打楽器奏者、會田瑞樹の綴る「現代の」音楽のあれこれ。

食べることが三度の飯より好き:一食め「三度の飯の概念」

 食べることが三度の飯より好き。これは実は日本が生んだ大哲学者土屋賢二先生のエッセイにある言葉を拝借している。  
 そもそも三食ご飯を食べる習慣は子どものころからあまりなかった。  
 実のところ小学校のころから、トーストを出されて、いやいや食べる、ひどい時には食べないで通学。それじゃまずいと、味噌汁だけは飲んで行きなさいと両親に注意される妙な子どもだった。小学校の給食は美味しかった。ただ、その当時はお残しは許さないという雰囲気もあった。夜は母の料理を美味しく食べていた。この時点で二食だ。  

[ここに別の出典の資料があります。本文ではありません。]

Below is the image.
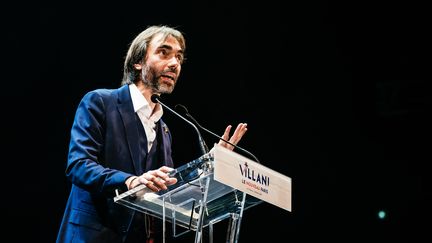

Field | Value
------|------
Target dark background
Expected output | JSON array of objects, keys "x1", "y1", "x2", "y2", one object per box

[{"x1": 1, "y1": 1, "x2": 432, "y2": 242}]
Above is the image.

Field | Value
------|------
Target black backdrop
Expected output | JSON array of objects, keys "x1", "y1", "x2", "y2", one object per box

[{"x1": 1, "y1": 1, "x2": 431, "y2": 242}]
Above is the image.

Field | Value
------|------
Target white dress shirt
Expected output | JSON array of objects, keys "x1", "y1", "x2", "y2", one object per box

[{"x1": 129, "y1": 84, "x2": 163, "y2": 151}]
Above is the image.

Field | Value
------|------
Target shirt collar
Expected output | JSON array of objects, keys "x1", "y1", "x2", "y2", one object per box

[{"x1": 129, "y1": 84, "x2": 163, "y2": 122}]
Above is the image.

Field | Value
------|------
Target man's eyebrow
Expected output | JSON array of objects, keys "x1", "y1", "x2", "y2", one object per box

[{"x1": 158, "y1": 45, "x2": 183, "y2": 54}]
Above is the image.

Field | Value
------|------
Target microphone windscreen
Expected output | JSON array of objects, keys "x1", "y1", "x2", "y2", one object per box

[{"x1": 150, "y1": 94, "x2": 160, "y2": 103}]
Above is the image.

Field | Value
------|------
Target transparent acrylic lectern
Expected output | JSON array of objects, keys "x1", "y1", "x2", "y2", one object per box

[{"x1": 114, "y1": 154, "x2": 262, "y2": 243}]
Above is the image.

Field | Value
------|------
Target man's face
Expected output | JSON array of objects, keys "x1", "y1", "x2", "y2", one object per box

[{"x1": 140, "y1": 35, "x2": 183, "y2": 94}]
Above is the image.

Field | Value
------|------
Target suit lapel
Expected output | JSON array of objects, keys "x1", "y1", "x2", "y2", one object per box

[{"x1": 117, "y1": 85, "x2": 143, "y2": 175}]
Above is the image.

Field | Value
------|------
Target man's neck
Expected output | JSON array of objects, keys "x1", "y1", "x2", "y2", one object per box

[{"x1": 135, "y1": 82, "x2": 156, "y2": 111}]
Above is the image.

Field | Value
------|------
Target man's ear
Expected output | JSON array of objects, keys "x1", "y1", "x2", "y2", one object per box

[{"x1": 134, "y1": 63, "x2": 142, "y2": 70}]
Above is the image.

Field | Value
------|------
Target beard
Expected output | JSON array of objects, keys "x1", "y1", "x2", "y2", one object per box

[{"x1": 141, "y1": 66, "x2": 177, "y2": 94}]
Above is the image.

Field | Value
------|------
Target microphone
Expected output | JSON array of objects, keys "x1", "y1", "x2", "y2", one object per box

[
  {"x1": 150, "y1": 94, "x2": 209, "y2": 154},
  {"x1": 175, "y1": 104, "x2": 261, "y2": 164}
]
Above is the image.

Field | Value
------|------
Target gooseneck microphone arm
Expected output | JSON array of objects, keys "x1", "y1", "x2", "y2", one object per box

[
  {"x1": 150, "y1": 94, "x2": 209, "y2": 154},
  {"x1": 175, "y1": 104, "x2": 260, "y2": 163}
]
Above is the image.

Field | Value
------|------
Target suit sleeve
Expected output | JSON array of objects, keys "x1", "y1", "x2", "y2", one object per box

[{"x1": 66, "y1": 91, "x2": 131, "y2": 195}]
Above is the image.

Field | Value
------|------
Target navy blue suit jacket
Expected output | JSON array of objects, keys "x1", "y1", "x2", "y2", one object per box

[{"x1": 57, "y1": 85, "x2": 173, "y2": 243}]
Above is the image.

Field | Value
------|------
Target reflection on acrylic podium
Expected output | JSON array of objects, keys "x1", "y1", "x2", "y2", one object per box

[{"x1": 114, "y1": 144, "x2": 290, "y2": 243}]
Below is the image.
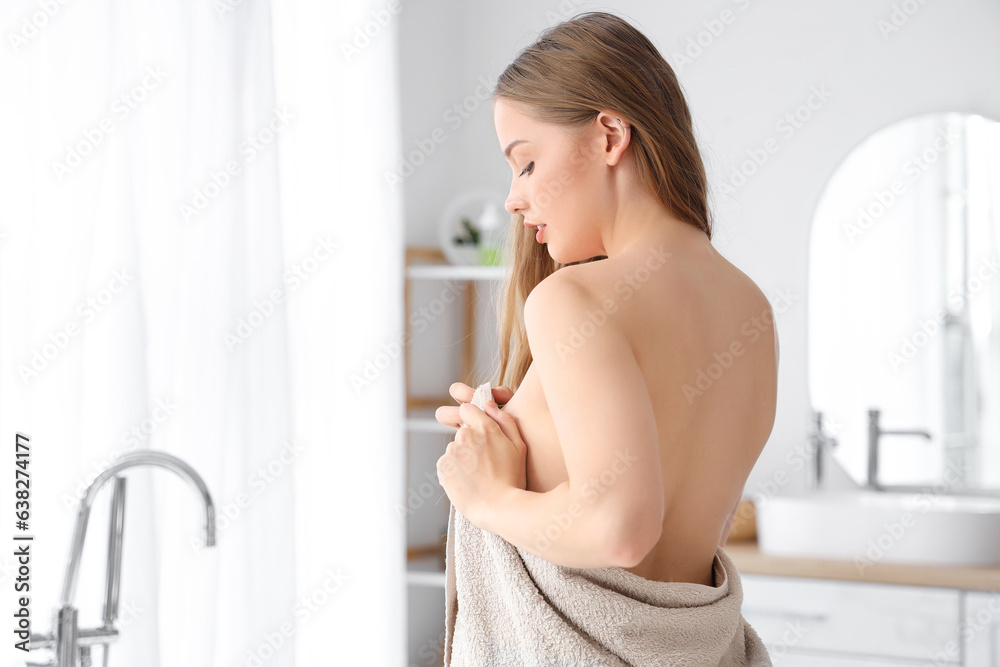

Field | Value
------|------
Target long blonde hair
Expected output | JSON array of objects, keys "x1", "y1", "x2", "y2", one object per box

[{"x1": 491, "y1": 12, "x2": 712, "y2": 391}]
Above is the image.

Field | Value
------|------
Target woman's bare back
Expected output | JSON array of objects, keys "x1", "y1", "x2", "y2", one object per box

[{"x1": 504, "y1": 238, "x2": 778, "y2": 585}]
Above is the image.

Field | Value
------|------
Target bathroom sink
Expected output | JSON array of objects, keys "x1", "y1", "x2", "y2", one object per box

[{"x1": 757, "y1": 489, "x2": 1000, "y2": 571}]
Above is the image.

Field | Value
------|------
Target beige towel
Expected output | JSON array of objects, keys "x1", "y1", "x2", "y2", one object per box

[{"x1": 444, "y1": 384, "x2": 771, "y2": 667}]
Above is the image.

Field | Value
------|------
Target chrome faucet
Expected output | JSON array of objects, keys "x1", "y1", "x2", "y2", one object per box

[
  {"x1": 28, "y1": 450, "x2": 215, "y2": 667},
  {"x1": 806, "y1": 410, "x2": 837, "y2": 491},
  {"x1": 868, "y1": 409, "x2": 931, "y2": 491}
]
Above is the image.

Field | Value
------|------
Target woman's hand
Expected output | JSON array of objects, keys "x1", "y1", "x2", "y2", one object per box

[
  {"x1": 434, "y1": 382, "x2": 514, "y2": 429},
  {"x1": 434, "y1": 382, "x2": 528, "y2": 527}
]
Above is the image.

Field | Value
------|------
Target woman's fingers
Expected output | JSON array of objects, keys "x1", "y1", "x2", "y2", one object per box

[
  {"x1": 493, "y1": 387, "x2": 514, "y2": 405},
  {"x1": 434, "y1": 382, "x2": 514, "y2": 429},
  {"x1": 434, "y1": 401, "x2": 468, "y2": 428},
  {"x1": 448, "y1": 382, "x2": 514, "y2": 405}
]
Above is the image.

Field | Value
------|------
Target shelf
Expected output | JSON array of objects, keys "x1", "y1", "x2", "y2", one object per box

[
  {"x1": 406, "y1": 264, "x2": 507, "y2": 280},
  {"x1": 406, "y1": 556, "x2": 445, "y2": 588},
  {"x1": 406, "y1": 246, "x2": 507, "y2": 280}
]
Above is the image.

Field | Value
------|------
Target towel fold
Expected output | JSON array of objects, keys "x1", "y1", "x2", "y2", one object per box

[{"x1": 444, "y1": 384, "x2": 771, "y2": 667}]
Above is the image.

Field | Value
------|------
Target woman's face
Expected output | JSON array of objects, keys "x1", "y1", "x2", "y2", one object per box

[{"x1": 493, "y1": 98, "x2": 617, "y2": 264}]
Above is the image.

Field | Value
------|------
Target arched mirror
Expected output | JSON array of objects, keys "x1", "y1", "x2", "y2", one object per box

[{"x1": 808, "y1": 113, "x2": 1000, "y2": 490}]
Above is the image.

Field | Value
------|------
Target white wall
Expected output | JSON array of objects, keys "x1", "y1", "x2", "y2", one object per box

[{"x1": 400, "y1": 0, "x2": 1000, "y2": 493}]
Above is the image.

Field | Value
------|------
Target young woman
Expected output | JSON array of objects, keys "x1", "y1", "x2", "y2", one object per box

[{"x1": 436, "y1": 5, "x2": 778, "y2": 606}]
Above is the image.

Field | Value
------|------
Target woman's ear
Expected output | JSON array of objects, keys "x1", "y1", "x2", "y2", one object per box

[{"x1": 597, "y1": 111, "x2": 632, "y2": 166}]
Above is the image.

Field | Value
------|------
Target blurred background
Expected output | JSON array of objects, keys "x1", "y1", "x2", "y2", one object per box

[{"x1": 0, "y1": 0, "x2": 1000, "y2": 667}]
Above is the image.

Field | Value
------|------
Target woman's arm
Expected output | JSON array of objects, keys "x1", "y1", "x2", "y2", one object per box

[
  {"x1": 495, "y1": 270, "x2": 665, "y2": 567},
  {"x1": 719, "y1": 499, "x2": 741, "y2": 547}
]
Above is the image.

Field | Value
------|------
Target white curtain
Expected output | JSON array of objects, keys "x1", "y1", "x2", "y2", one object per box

[{"x1": 0, "y1": 0, "x2": 405, "y2": 667}]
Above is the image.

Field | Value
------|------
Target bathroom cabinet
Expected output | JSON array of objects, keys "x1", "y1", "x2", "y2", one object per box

[
  {"x1": 742, "y1": 574, "x2": 1000, "y2": 667},
  {"x1": 399, "y1": 247, "x2": 504, "y2": 667}
]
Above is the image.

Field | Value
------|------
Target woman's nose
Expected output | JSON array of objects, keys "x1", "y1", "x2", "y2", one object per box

[{"x1": 504, "y1": 195, "x2": 527, "y2": 215}]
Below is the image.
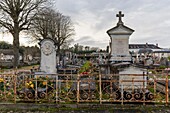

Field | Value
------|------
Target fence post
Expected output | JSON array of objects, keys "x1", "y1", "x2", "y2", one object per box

[
  {"x1": 14, "y1": 73, "x2": 17, "y2": 104},
  {"x1": 99, "y1": 74, "x2": 102, "y2": 104},
  {"x1": 77, "y1": 74, "x2": 80, "y2": 104},
  {"x1": 35, "y1": 76, "x2": 38, "y2": 103},
  {"x1": 165, "y1": 73, "x2": 169, "y2": 106},
  {"x1": 55, "y1": 75, "x2": 59, "y2": 103},
  {"x1": 121, "y1": 81, "x2": 124, "y2": 105}
]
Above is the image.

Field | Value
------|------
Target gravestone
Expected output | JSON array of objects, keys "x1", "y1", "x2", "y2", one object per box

[
  {"x1": 107, "y1": 11, "x2": 134, "y2": 62},
  {"x1": 40, "y1": 39, "x2": 57, "y2": 74}
]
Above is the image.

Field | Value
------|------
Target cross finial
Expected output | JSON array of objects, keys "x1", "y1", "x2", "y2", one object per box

[{"x1": 116, "y1": 11, "x2": 124, "y2": 25}]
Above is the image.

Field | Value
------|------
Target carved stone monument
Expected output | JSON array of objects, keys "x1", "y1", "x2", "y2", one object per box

[
  {"x1": 40, "y1": 39, "x2": 57, "y2": 74},
  {"x1": 107, "y1": 11, "x2": 134, "y2": 62}
]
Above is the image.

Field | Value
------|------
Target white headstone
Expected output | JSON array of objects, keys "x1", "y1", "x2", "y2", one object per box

[{"x1": 40, "y1": 39, "x2": 57, "y2": 74}]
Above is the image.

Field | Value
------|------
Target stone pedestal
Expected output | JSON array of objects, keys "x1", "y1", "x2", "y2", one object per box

[
  {"x1": 40, "y1": 39, "x2": 57, "y2": 74},
  {"x1": 107, "y1": 12, "x2": 134, "y2": 62}
]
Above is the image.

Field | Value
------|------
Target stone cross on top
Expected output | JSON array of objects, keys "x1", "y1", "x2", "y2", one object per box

[{"x1": 116, "y1": 11, "x2": 124, "y2": 25}]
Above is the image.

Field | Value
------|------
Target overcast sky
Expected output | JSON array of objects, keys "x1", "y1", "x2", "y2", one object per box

[
  {"x1": 55, "y1": 0, "x2": 170, "y2": 49},
  {"x1": 0, "y1": 0, "x2": 170, "y2": 49}
]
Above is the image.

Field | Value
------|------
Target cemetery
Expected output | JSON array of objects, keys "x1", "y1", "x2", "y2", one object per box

[{"x1": 0, "y1": 11, "x2": 170, "y2": 105}]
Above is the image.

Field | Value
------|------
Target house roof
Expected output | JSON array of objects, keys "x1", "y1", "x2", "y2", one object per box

[
  {"x1": 0, "y1": 49, "x2": 14, "y2": 55},
  {"x1": 129, "y1": 44, "x2": 162, "y2": 49}
]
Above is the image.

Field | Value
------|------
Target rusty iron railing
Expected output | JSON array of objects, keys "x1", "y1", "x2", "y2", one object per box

[{"x1": 0, "y1": 70, "x2": 170, "y2": 105}]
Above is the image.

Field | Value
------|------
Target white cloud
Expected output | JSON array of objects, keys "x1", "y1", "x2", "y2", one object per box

[{"x1": 1, "y1": 0, "x2": 170, "y2": 49}]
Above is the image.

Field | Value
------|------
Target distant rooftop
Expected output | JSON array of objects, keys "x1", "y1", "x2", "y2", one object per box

[{"x1": 129, "y1": 43, "x2": 162, "y2": 49}]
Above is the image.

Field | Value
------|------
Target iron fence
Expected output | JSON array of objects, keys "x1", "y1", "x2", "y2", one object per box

[{"x1": 0, "y1": 71, "x2": 170, "y2": 105}]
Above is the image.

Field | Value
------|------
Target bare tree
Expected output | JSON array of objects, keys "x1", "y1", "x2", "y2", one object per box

[
  {"x1": 0, "y1": 0, "x2": 47, "y2": 67},
  {"x1": 32, "y1": 8, "x2": 74, "y2": 57}
]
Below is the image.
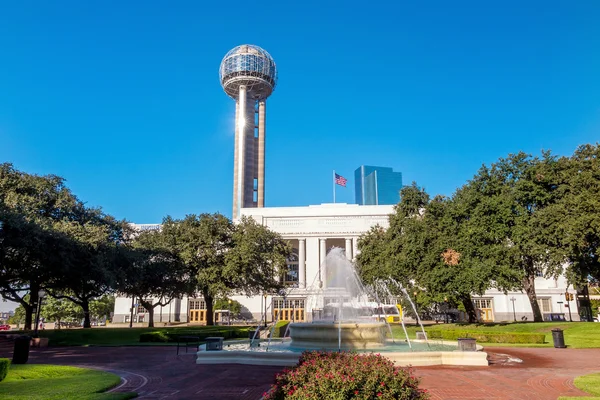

 現在はどうだろう。浮き草稼業ゆえに、朝は基本的に遅い。ピークは夜。そうなると、自然と朝食はいらない。昼ごはんも軽めに蕎麦やうどんやラーメン、夜はお酒とともにじっくりと…それが僕の食べ方の基本軸だ。(これも佐々木倫子先生の漫画「Heaven?」のオーナーのセリフに近い。)昔、朝食が美味いのだ、とパン屋のモーニングに連れて行かれたことがあった。確かに、美味しいのだが、僕の胃は完全に睡眠中。突然のパンの波状攻撃に目を白黒させながらパンを食べた記憶がある。  
 こんなことを書いていると、朝食を抜いて身体に悪い、と手厚く心配してくださる方もいらっしゃるかと思うのだが、どうも僕の持論としては、食べるタイミングも、そして食べる速度も、好みも、本当に一人一人の個性に分かれているように思える。海外旅行に行けば機内食は間髪入れずに向こうのタイミングで供出される。時差によって身体はグラグラしていても、到着した国の時間に合わせて、食事に行く。もはやここに三度の飯の概念はない。 加えて、様々な国のごはんは、塩か砂糖かスパイスか、ソースか、だしか・・・様々な味付け、そして宗教上禁忌とされる食べ物の有無、実に様々で一口に語ることはできない。  
 だからこそ、僕は感謝している。目立ったアレルギーもなく、ひとつの好き嫌いもなく育ててくれた両親に。そして健啖家な両親や祖父母の様々な料理へのこだわりに。  
 あ、実はひとつだけ。今でも母からは、あの食材についてからかわれる。